Taiwan: In the shadow of the Chinese slowdown Asia Pacific Economic Outlook, Q2 2016

A drop in Chinese exports is hurting Taiwan, as many of China’s exported products are assembled from components manufactured in other East Asian countries, including Taiwan. For 2016, the question is whether domestic demand will offset weak exports and how closely the recently elected government will work with the mainland.

Two of the biggest issues facing Taiwan’s economy are the slowdown in China and the results of the recent election in Taiwan.

First, consider the Chinese economy. The slowdown of China’s growth has involved a significant deterioration of Chinese exports. In February of 2016, for example, dollar-denominated exports from China were down 25 percent from a year earlier. Many finished products that are exported from China involve assembly of components that are made in other East Asian countries, including Taiwan. This is especially true of electronic components. Thus, weakness of Chinese exports hurts Taiwanese manufacturers. Indeed dollar-denominated Taiwanese exports were down 13 percent in January versus a year earlier, the 12th consecutive month of decline. This was disproportionately due to a drop in exports to China.

Despite trade headwinds, the Taiwanese economy is rebounding following a brief recession in the middle of 2015. The economy grew again in the fourth quarter. This was due to strong growth of consumer spending as well as modest growth of business investment. For 2016, the question will be whether strengthening domestic demand will offset continued weakness of exports. Consumer demand should be helped by a modest increase in wages combined with low inflation, rising employment, and rising confidence. Indeed after a long period of stagnation, real wages are starting to rise, which could indeed set the stage for a consumer-led recovery. Another question is whether export weakness is bottoming. Moderate demand growth in the United States could play a role in this. On the positive side, the latest purchasing managers’ indices for Taiwanese manufacturing have improved since mid-2015, suggesting that the decline in the manufacturing sector is abating. In addition, the rebound in investment in the second half of 2015 bodes well for increased manufacturing output in 2016. Thus, a reasonable forecast is modest but positive economic growth in 2016.

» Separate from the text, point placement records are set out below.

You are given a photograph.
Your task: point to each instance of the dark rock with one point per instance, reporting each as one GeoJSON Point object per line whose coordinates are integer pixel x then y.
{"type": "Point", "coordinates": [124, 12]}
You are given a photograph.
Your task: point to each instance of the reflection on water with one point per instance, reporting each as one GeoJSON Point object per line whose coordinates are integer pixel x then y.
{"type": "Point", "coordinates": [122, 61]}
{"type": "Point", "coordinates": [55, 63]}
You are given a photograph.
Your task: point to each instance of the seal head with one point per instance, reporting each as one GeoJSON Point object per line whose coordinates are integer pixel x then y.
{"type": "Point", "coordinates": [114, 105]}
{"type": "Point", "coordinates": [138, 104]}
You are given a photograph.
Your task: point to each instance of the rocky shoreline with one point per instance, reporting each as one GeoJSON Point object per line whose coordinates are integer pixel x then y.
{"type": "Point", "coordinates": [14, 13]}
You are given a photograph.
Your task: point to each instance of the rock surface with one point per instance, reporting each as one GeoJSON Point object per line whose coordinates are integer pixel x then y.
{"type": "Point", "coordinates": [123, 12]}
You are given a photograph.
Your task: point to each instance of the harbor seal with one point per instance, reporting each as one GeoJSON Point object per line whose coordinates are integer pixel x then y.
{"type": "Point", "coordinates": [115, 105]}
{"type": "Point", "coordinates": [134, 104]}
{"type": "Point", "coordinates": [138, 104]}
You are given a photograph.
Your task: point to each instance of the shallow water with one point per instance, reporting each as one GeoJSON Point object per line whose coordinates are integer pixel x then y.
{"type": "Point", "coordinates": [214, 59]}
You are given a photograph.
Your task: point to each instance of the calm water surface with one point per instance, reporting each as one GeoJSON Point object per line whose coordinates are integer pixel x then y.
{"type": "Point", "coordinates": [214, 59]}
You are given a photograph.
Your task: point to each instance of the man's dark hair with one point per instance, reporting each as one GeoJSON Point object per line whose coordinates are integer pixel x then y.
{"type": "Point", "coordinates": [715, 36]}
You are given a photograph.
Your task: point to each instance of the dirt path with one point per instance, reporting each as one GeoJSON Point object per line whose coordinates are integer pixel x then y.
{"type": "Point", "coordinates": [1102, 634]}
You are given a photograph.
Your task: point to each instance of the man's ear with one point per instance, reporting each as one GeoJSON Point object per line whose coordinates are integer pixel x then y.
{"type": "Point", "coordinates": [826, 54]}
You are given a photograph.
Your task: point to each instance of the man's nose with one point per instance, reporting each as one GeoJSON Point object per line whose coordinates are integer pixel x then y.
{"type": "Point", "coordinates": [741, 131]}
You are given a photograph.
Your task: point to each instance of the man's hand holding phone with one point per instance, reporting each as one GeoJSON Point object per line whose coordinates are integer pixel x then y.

Still, there are risks to the Taiwanese economy, largely stemming from China. One risk is that China’s slowdown becomes deeper. That would hurt demand for Taiwanese products. It could also hurt Taiwanese banks as Chinese companies are the largest foreign debtors of Taiwanese banks. Another risk is that an excessive tightening of monetary policy by the US Federal Reserve hurts global economic growth, suppresses global asset prices, and weakens global credit market activity. In such a scenario, demand for Taiwanese goods would be damaged.